Now in her official capacity, she’s urging Minnesota’s
baby boomers to take similar steps.

Prettner Solon is spearheading the state’s “Own Your
Future Minnesota” campaign, using everything from the U.S. mail to a website to
urge residents to plan ahead for their long-term-care needs.

Most of us will experience those needs: The evidence
shows that 70 percent of people who reach the age of 65 will need long-term
care, Prettner Solon said, citing the National Clearing House for Long-Term
Care Information.

That’s a human problem, but it’s also a problem for
federal and state governments, she said, because of the high cost of long-term
care.
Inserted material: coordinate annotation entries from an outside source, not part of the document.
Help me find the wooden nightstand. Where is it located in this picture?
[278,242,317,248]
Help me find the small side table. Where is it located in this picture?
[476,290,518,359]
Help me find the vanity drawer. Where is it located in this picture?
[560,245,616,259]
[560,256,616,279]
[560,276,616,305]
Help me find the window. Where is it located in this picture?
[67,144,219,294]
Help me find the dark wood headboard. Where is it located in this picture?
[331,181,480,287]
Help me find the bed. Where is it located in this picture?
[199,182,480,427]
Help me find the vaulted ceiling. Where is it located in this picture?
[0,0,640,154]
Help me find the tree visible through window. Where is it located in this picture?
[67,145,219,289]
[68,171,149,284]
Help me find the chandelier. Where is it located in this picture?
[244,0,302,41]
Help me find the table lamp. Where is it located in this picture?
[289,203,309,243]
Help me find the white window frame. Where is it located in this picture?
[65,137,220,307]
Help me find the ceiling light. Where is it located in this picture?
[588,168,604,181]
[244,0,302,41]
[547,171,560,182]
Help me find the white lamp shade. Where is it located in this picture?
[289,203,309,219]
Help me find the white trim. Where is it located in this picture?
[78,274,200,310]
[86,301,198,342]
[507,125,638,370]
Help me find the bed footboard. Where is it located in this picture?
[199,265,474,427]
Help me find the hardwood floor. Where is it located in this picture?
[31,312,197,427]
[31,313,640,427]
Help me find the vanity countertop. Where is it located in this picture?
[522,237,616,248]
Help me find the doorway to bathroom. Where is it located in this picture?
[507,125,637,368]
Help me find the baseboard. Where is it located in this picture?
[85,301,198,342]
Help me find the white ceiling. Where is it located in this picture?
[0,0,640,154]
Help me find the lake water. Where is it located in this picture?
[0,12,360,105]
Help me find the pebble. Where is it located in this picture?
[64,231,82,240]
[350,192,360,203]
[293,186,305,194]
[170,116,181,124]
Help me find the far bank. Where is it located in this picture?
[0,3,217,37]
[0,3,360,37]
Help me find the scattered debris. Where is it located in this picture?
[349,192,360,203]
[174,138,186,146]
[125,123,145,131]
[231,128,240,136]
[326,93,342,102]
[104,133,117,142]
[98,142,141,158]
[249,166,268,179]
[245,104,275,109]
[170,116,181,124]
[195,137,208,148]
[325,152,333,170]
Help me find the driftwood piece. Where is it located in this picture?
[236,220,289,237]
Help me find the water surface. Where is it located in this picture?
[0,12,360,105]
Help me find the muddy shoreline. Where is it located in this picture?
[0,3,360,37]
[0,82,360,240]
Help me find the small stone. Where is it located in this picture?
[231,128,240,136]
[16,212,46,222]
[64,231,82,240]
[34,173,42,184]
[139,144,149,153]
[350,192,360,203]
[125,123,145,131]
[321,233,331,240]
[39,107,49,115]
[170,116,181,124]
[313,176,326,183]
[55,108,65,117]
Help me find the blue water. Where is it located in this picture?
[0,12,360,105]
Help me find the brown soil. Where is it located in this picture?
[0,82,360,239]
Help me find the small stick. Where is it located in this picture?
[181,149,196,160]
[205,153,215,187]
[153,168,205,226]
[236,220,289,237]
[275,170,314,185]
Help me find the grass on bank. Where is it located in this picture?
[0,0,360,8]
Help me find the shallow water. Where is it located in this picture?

The average annual cost for nursing-home care in Minnesota is $76,650 for
a semi-private room, according to the Genworth 2012 Cost of Care Survey.
Medicare covers only a short-term stay in a nursing home. For those lacking
some sort of long-term-care payment plan, the costs can quickly bankrupt them.
They lose their savings, their children lose their inheritance and the state
takes over their cost of care through Medicaid.